In his set of conclusions Birnbaum acknowledges that the Cramer test cannot completely disprove the existence of clutch hitting, but it does put a "strong lower bound on the magnitude of the possible effect". That lower bound is that the effect is certainly less than 15 points of batting average; "that is, at least two-thirds of all players are expected to clutch hit within .015 of their non-clutch batting average." And so his conclusion is that given the small effect it is probably impossible to distinguish good clutch hitters from bad.
Two Responses
These article then generated a response from Bill James called "Mapping the Fog" which he posted to the SABR Statistical Analysis Committee Yahoo group. That was quickly followed up by a response from Phil Birnbaum published in the same forum. Both responses have now been published along with a lively discussion by Chris Dial on The Baseball Think Factory.

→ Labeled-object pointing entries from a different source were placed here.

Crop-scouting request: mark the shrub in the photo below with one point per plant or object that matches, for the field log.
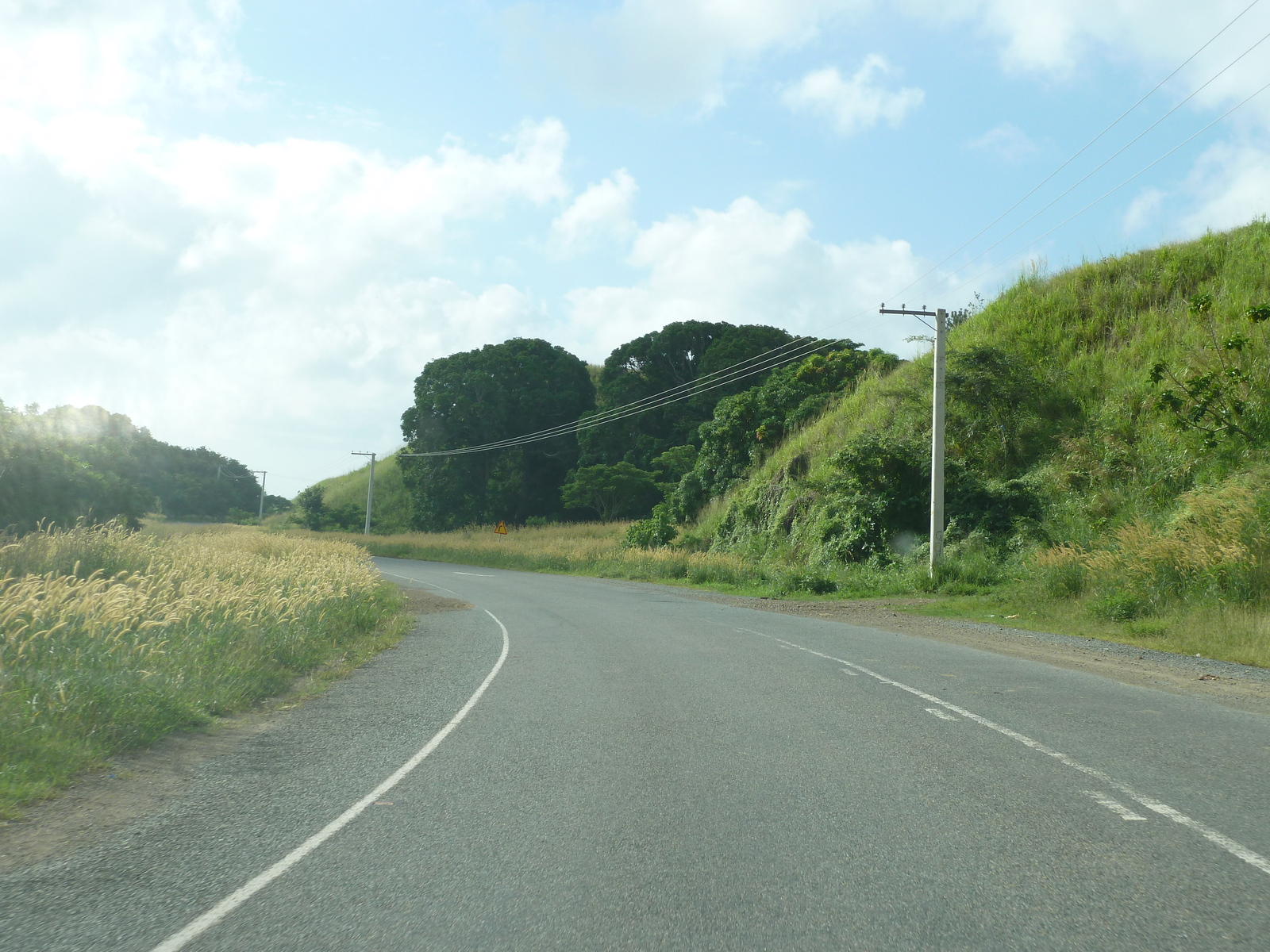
(1117, 607)
(656, 531)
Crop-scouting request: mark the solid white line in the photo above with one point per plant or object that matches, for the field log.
(241, 895)
(408, 578)
(1115, 806)
(1214, 837)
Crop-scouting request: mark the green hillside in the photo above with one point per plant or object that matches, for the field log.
(1108, 431)
(344, 499)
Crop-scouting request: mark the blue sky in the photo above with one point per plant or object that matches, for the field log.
(251, 225)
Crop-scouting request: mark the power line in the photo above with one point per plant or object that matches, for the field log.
(1109, 159)
(794, 349)
(1079, 154)
(1109, 192)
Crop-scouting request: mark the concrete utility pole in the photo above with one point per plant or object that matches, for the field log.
(262, 474)
(941, 327)
(370, 490)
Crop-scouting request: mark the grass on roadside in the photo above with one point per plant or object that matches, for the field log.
(575, 549)
(1226, 634)
(112, 639)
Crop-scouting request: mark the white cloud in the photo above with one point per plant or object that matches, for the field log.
(660, 52)
(1231, 186)
(279, 384)
(854, 105)
(745, 266)
(1143, 209)
(603, 211)
(75, 55)
(260, 298)
(1007, 141)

In the meat of his response James creates a model where clutch hitting exists (a model league where 20% of the hitters are clutch performers at the level of 25 points) and then uses the Cramer test to try and detect the effect. The test does not reliably detect it (it would do so only 65% of the time) and so he concludes that even under these ideal circumstances the Cramer test has nothing to say as to whether clutch hitting is a real phenomena or not.
"Even when we know that the clutch effect does exist within the data, even when we give that effect an unreasonably clear chance to manifest itself, there is still a 35% chance that it will entirely disappear under this type of scrutiny."
James goes on to respond specifically to statements made in both articles and notes that in his opinion "there is an immense amount of work to be done before we really begin to understand this issue."
In his response Birnbaum response is critical of the way James applied the Cramer test to his model, using a simpler sign based test rather than an actual regression. He goes farther, however, and actually uses James' model with the regression analysis and concludes that using 14 separate seasons of data the Cramer test works in that it would pick up clutch hitting using James' model.
My Response
I find this entire discussion important and fascinating since it comes so close to the heart of how many sabermetric studies have been done - the most recent and famous being the conclusions drawn in favor of DIPS.
For the most part I have to side with Albert and Birnbaum and agree that while these statistical tests can never prove that clutch hitting or platoon differentials do not exist, using data over a number of seasons (after all, the number of true clutch plate appearances is small, around 50 per 600) or for an entire career they can surely indicate that if they exist, their effects are small and may even fall within the normal variation of the statistics that are used to measure them. As a result - and here is the actionable thing - they needn't be considered when making personnel decisions over the long haul.
As an aside I thought the most interesting comment made in the discussion of this topic on TBTF was that it could be the case that clutch hitting is actually a "negative ability". In other words, it could be the case that most hitters actually perform worse in clutch situations and that good clutch hitters can be defined as those who maintain their performance level. It would be interesting to see what a model would look like to test for this.